Occupy Medical to the Rescue

Occupy Medical to the Rescue

Occupy Medical clinic sets up every Sunday in downtown Eugene, Oregon. It is a free street clinic being run as a living example of what patient driven care looks like. This is how single payer changes healthcare. It brings humanity back into a dynamic that is currently run by insurance companies and out of touch administrators.

One of our teams is the support service team which tends to mental health and social service. This is a story from Ken Neubeck, one of our support service leads, told in sections as it transpired. The problem is sadly commonplace. The solution – less common.

December 14, 2015 – Today was the first time I was shaken in my Occupy Medical duties. And made very angry. The serious state of a homeless middle-aged couple whose belongings and bedding were soaked from recent rain storms and whose things got taken away by the City of Eugene while both were at the hospital ER was the trigger for me. They have no shelter or dry clothes and slept outside last night in garbage bags with holes cut in them for head and arms. God knows where they are sleeping tonight.

The woman of the couple has some serious health problems, apart from anxiety attacks from reflecting on their plight. She sobbed as she told this story. No one should have to live this way. No one.

I will be working with them tomorrow to get their belongings back from the City, drying their clothes and bedding at the laundromat, and protecting their leaky tent from water pooling up inside by getting them a tarp to go over the tent. They need to be warm and dry, first off, before they can effectively start addressing their health and other problems. This case was only one click on my tally counter. Eugene needs do get on top of homelessness before such good people die from neglect and City policies.

December 15, 2015 – Today I was able to get a couple’s previously confiscated tent and belongings (clothing, medications, eyeglasses) back from Public Works storage where they were held for three weeks. We also dried the few things salvageable from their current very wet tent at the laundromat.

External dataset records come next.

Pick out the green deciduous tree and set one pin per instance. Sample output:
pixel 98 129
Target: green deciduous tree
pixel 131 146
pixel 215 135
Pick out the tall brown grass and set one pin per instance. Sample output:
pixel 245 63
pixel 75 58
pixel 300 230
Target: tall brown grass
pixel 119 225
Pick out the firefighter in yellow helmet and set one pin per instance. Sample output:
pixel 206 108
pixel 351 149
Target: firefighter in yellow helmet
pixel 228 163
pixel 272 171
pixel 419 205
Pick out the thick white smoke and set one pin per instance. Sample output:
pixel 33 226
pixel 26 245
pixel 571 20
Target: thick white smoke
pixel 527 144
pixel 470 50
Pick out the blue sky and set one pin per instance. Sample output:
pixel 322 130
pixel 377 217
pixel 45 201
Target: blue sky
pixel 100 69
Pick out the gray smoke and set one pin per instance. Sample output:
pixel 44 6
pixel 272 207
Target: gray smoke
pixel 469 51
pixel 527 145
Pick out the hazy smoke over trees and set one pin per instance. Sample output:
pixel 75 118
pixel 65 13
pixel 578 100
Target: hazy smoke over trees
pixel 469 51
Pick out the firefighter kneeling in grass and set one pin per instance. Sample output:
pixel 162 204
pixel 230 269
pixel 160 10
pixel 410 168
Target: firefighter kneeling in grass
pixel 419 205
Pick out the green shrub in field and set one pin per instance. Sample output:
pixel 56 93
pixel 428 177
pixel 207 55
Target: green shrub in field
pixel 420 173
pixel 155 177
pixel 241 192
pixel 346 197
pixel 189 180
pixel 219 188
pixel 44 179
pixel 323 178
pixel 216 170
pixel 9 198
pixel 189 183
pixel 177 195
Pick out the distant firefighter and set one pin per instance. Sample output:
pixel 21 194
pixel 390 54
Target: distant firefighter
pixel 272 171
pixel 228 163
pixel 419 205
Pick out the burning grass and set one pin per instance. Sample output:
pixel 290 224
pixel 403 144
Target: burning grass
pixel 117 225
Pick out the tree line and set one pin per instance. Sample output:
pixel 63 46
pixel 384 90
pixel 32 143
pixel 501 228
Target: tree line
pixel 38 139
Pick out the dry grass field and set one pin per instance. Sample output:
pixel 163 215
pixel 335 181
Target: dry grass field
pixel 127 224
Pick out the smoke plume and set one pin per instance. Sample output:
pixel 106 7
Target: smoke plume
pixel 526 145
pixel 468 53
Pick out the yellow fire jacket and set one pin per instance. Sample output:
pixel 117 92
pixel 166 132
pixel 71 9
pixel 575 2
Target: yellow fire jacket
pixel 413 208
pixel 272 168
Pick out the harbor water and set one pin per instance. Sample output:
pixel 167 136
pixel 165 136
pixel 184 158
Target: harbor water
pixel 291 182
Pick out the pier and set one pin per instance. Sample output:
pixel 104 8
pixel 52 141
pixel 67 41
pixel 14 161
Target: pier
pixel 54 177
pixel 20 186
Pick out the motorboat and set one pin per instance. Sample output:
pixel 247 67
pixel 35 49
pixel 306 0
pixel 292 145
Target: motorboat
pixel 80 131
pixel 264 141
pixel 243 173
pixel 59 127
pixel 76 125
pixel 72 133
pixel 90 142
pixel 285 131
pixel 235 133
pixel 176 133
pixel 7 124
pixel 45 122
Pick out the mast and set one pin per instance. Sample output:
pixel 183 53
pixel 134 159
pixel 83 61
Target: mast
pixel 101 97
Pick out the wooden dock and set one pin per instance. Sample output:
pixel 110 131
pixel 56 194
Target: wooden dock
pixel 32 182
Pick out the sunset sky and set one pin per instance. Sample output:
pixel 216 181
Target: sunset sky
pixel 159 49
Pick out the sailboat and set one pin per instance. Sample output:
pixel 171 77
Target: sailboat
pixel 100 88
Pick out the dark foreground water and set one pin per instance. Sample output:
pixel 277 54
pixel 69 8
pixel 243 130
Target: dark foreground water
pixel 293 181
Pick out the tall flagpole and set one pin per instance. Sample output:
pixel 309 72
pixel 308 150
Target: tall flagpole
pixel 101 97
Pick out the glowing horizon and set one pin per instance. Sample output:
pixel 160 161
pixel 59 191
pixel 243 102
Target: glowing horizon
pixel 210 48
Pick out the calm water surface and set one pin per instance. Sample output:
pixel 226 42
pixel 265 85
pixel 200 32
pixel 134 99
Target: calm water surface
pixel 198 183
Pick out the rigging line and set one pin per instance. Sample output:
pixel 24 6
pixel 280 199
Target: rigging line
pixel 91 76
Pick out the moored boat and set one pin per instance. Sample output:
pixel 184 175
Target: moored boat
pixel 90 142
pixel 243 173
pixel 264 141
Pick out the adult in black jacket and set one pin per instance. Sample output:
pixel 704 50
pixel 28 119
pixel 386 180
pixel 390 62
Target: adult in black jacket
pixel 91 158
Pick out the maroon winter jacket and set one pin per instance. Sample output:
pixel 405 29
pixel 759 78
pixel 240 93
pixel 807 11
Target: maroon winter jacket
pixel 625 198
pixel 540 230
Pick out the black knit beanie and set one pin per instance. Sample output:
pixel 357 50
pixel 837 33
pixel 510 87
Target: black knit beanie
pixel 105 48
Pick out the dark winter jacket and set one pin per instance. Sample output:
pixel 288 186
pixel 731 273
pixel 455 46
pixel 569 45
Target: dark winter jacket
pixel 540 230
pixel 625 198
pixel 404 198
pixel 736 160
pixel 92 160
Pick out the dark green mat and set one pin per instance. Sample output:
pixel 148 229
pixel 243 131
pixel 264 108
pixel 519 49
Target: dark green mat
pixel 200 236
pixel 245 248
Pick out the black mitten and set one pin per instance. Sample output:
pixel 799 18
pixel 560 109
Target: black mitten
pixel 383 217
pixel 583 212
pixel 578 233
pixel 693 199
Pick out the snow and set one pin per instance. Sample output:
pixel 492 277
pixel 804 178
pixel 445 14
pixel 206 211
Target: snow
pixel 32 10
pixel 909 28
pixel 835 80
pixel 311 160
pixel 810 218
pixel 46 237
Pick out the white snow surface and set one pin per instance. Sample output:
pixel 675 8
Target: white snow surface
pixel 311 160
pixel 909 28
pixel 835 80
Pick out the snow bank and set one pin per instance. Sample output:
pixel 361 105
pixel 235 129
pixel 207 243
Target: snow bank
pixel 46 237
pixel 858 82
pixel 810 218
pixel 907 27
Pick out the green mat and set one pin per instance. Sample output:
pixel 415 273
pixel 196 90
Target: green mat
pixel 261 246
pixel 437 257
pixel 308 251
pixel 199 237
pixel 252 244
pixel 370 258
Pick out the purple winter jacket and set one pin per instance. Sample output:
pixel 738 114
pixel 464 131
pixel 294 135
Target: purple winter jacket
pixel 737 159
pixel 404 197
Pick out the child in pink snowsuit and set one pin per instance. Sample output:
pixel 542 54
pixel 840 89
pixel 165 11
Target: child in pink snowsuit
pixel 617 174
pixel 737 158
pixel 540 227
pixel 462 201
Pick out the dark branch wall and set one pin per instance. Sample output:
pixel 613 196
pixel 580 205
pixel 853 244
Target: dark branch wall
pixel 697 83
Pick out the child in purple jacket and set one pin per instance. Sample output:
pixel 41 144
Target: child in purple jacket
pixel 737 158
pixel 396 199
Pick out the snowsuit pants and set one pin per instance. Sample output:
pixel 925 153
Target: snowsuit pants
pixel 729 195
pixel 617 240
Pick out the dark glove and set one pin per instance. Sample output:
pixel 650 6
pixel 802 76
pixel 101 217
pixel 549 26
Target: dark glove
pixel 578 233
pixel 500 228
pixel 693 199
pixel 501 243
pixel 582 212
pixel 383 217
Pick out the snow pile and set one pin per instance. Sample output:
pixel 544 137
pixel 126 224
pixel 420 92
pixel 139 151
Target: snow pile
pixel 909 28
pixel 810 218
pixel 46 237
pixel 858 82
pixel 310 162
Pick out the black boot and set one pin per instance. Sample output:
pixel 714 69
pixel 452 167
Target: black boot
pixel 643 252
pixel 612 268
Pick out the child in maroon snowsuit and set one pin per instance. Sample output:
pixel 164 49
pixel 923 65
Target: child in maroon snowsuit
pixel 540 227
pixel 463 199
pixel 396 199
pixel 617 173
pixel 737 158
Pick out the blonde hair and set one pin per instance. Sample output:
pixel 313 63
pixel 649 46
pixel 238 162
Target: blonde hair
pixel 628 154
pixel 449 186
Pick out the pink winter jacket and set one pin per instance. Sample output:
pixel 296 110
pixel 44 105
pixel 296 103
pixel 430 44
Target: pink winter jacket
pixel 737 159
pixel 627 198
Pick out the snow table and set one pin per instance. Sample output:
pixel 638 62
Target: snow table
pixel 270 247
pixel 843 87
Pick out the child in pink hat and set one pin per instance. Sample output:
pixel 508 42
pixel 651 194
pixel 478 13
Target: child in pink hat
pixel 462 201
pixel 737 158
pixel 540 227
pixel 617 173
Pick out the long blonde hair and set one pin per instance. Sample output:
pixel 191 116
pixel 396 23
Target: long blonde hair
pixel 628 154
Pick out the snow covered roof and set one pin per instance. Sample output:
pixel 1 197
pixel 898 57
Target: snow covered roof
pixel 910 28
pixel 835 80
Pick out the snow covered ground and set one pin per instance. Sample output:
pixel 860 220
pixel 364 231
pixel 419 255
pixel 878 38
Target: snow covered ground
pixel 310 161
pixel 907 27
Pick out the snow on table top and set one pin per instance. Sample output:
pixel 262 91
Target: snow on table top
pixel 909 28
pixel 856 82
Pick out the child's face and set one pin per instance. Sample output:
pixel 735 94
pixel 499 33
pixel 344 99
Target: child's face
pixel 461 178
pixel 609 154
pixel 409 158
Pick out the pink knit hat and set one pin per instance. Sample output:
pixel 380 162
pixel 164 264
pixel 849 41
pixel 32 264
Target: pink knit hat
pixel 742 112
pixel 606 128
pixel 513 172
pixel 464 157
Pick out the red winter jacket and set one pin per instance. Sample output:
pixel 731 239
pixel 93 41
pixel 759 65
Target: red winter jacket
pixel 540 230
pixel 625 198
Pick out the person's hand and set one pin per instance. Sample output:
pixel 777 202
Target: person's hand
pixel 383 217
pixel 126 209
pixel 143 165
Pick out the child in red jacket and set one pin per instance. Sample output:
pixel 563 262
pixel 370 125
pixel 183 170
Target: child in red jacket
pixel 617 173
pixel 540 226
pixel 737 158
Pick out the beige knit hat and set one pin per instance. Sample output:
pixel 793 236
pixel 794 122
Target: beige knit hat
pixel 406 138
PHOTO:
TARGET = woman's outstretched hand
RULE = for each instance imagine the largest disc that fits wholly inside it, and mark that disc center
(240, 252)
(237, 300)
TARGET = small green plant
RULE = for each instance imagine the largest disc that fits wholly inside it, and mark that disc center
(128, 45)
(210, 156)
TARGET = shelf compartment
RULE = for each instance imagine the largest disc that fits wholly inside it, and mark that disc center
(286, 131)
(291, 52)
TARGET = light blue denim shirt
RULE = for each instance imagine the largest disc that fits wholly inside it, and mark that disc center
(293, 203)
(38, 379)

The couple has arranged a warm safe place to sleep for tonight and then will seek to camp once again, this time warm and dry.

It would be nice if they could settle into a place like Nightingale Health Sanctuary, given the regular care-giving needed by one of the two partners who has a disability and a number of health problems. But at least for now they are safe, warm and their stress levels have plummeted since they came to Occupy Medical yesterday.

December 21, 2015 – The couple has been offered camping space on private land belonging to the male partner’s previous employer. He has also been offered his job back with that employer. So the couple is stabilized and were in good spirits when I saw them on Sunday at Occupy Medical. What a difference from when I met with them only a week before at OM and they had just about lost all hope.

There are so many folks like this out in the cold, just trying to hang on. It is criminal that so many people lack housing, and then are cited, fined, and often their tents and belongings taken away on top of it. If you wanted to invent a policy to shorten the lives of deeply impoverished people, criminalization of homelessness would be that policy. Ironically, today is National Homeless Persons’ Memorial Day, dedicated to remembering our unhoused neighbors who have died in the streets. We need to abolish the conditions that make such a day even necessary.

Note from Sue: As the clinic manager, I have heard stories like this from many different volunteers and many different patients. This one stood out because it had a quick remedy. Keep in mind that this solution is temporary at best.

All of our citizens can get a camping citation for sleeping outside or even for simply sitting on a blanket outdoors. This constant barrage of costly citations keep the unhoused in an oppressive cycle of terror. How do they escape the cycle and find housing, a job and stability? It is simple: get rid of the camping ban. We are Americans. We can do better by our citizens.